Voorzover appellant betoogt dat deze nge-norm onverbindend moet worden geacht bij gebrek aan een specifieke norm voor fritillaria's, volgt het College dit betoog niet.
Het hanteren van een restcategorie voor weinig gekweekte gewassen waarvan onvoldoende gegevens beschikbaar zijn om voor ieder afzonderlijk gewas een specifieke norm vast te stellen is niet onrechtmatig.
5.5 Het College stelt vast dat fritillaria’s onder de categorie bloembollen en -knollen vallen. Deze categorie is onderverdeeld in: gladiolen, hyacinten, irissen, krokussen, lelies, narcissen, overige bol- en knolgewassen, en tulpen. Nu fritillaria’s niet tot een van de specifiek genoemde gewassen gerekend kunnen worden, vallen zij onder de ‘overige bol- en knolgewassen’.
Het betoog van appellant dat de nge-norm van de categorie lelies diende te worden toegepast, acht het College onjuist. Fritillaria’s zijn geen lelies.
Ook als dit betoog wel juist zou zijn, zou dit niet leiden tot het door appellant gewenste resultaat, nu met toepassing van de nge-norm van deze categorie de bedrijfsomvang de 60 nge niet zou overstijgen.
5.6.1 Hoewel de nge-norm een algemeen verbindend voorschrift is, heeft verweerder onder ogen gezien dat zich bijzondere situaties kunnen voordoen waarin toepassing van de geldende nge-norm tot een berekening van de bedrijfsomvang zou leiden, die zo weinig recht doet aan de werkelijke situatie, dat daaraan niet zou kunnen worden vastgehouden. Voor een dergelijk geval heeft verweerder zich bereid verklaard om op basis van een op het individuele bedrijf toegespitste berekening van het LEI de nge-norm buiten toepassing te laten, waarbij dit bedrijf zelf de kosten van die berekening dient te dragen.

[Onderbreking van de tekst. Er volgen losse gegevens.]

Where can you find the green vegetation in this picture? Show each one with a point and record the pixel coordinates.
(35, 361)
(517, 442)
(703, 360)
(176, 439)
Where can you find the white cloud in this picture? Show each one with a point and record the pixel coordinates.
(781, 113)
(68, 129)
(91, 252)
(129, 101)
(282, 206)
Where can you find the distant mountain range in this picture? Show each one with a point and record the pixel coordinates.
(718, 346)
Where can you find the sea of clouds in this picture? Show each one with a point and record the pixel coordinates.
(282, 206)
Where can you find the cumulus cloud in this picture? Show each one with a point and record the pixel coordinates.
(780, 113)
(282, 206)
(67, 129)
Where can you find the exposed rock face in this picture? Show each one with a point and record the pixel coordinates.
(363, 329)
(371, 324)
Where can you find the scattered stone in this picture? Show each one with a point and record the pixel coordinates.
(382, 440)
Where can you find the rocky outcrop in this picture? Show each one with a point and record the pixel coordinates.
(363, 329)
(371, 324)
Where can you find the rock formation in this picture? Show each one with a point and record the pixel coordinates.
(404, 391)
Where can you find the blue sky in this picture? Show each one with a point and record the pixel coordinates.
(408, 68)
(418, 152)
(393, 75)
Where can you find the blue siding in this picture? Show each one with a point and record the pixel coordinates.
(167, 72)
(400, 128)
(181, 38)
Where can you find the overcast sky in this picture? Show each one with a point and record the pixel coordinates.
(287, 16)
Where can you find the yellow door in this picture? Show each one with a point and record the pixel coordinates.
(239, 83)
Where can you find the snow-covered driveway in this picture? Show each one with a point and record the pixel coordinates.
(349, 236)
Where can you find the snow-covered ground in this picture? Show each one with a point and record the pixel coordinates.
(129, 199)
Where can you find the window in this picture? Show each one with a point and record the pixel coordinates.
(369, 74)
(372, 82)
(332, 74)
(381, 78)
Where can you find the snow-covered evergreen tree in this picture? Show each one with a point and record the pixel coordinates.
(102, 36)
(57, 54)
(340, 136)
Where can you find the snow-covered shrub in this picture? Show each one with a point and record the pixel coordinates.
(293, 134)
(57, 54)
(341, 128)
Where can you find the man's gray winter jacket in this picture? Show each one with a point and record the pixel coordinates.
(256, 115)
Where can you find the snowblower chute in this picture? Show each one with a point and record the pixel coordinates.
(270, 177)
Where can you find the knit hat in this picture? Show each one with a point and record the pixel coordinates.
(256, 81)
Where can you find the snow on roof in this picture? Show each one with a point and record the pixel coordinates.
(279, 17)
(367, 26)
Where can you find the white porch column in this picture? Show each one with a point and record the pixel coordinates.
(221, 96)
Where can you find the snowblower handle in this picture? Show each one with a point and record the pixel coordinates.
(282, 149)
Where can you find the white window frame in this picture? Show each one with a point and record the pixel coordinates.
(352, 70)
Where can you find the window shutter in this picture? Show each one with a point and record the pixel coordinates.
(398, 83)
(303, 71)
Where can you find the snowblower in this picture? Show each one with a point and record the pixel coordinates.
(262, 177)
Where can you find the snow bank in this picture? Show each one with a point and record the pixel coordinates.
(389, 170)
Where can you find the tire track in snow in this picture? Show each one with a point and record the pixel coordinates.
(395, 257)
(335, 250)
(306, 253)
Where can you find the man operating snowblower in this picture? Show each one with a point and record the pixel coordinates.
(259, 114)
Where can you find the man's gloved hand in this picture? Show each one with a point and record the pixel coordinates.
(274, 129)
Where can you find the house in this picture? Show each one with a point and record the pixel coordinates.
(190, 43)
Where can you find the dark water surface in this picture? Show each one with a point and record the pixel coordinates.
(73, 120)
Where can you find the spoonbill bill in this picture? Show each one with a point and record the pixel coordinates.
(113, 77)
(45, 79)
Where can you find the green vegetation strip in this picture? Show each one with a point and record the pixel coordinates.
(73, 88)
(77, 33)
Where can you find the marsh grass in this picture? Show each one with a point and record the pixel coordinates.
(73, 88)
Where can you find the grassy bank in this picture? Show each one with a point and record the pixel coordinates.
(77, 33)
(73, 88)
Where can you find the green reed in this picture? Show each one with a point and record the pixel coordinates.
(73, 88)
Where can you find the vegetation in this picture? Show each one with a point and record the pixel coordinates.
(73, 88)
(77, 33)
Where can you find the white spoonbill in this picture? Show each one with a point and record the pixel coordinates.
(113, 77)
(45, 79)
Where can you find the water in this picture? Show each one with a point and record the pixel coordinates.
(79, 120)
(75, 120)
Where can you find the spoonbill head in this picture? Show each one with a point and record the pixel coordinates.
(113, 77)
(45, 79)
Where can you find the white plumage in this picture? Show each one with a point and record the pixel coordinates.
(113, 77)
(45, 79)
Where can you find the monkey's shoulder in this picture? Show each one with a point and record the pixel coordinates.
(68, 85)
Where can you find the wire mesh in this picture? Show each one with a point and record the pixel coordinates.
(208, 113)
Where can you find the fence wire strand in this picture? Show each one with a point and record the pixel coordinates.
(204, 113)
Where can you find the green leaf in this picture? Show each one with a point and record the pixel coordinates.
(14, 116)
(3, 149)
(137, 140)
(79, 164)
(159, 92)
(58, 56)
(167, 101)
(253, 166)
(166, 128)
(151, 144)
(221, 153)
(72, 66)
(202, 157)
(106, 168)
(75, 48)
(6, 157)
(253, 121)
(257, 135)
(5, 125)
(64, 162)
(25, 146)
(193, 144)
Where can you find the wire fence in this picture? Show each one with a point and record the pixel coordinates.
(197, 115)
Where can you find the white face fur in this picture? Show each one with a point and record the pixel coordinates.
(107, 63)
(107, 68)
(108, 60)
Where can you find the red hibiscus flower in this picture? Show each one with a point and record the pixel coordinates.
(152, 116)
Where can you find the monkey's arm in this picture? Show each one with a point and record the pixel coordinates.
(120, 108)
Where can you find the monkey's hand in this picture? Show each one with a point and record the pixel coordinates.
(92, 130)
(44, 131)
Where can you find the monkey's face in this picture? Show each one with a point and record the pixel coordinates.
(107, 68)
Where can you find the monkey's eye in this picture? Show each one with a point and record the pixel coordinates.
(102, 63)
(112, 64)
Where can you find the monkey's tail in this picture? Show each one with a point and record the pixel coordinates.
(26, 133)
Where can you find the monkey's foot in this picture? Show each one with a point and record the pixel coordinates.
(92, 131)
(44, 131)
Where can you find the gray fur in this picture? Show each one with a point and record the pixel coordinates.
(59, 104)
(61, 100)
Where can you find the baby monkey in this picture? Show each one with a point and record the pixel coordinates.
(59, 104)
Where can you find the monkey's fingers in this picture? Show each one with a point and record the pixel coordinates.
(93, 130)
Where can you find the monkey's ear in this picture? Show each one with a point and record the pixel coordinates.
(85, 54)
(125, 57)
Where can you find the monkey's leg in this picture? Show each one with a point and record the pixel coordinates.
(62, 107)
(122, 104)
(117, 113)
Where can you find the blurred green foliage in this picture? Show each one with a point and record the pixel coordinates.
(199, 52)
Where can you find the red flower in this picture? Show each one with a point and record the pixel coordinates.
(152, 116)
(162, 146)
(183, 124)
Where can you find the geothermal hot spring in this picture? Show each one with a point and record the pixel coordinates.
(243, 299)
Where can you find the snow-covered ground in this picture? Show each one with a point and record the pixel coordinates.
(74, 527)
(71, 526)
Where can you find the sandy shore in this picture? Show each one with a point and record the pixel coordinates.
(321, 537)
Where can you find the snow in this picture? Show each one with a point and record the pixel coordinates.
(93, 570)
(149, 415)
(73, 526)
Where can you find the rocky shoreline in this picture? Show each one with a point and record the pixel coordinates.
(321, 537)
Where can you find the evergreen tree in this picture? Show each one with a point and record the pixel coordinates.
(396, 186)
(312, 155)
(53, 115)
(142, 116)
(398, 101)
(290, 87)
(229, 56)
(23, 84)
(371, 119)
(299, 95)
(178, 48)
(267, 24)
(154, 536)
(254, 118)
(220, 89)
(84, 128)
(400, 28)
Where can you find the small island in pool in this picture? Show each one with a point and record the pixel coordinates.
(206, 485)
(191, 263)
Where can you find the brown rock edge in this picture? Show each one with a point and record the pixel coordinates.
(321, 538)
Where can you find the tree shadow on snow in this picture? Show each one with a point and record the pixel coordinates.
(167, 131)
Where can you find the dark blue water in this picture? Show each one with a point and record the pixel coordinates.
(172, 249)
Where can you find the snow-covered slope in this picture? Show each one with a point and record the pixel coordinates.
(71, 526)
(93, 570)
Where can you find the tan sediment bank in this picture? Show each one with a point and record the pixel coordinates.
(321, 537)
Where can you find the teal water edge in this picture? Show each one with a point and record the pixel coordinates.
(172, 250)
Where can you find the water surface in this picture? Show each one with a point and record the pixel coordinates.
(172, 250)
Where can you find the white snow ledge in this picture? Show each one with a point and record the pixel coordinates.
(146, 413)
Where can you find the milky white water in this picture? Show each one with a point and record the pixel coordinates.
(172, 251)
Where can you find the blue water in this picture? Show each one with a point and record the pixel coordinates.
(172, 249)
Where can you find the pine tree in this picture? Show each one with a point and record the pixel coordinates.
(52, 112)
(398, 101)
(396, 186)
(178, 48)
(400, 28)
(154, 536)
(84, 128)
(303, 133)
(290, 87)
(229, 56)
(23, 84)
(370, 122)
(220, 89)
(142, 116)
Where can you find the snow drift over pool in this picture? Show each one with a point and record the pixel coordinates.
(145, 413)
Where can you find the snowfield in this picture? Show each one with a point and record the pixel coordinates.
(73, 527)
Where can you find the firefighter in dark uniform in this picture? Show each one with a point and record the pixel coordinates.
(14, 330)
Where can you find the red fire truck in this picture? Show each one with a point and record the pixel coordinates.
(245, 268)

Met een dergelijke benadering worden producenten naar het oordeel van het College niet te kort gedaan. Het College ziet geen grond verweerder tot verdergaande tegemoetkoming aan individuele producenten gehouden te achten.
5.6.2 Appellant heeft geen op zijn bedrijf toegesneden berekening van het LEI ingediend, omdat naar zijn mening de kosten van zo’n berekening niet door hem, doch door verweerder gedragen moeten worden.
Het College constateert, dat aldus geen bewijsstuk voorligt op basis waarvan verweerder kon concluderen, dat de omvang van het bedrijf van appellant onjuist is berekend.
Het door appellant overgelegde rapport van C van D kon als zodanig niet dienen, omdat daarin slechts op basis van algemene uitgangspunten een berekening van gemiddelde opbrengsten gemaakt is, en niet is onderzocht in hoeverre de situatie op appellants bedrijf aan die uitgangspunten voldoet.
5.7 Het beroep dient gelet op het voorgaande ongegrond te worden verklaard. Het College acht geen termen aanwezig voor een proceskostenveroordeling met toepassing van artikel 8:75 van de Algemene wet bestuursrecht.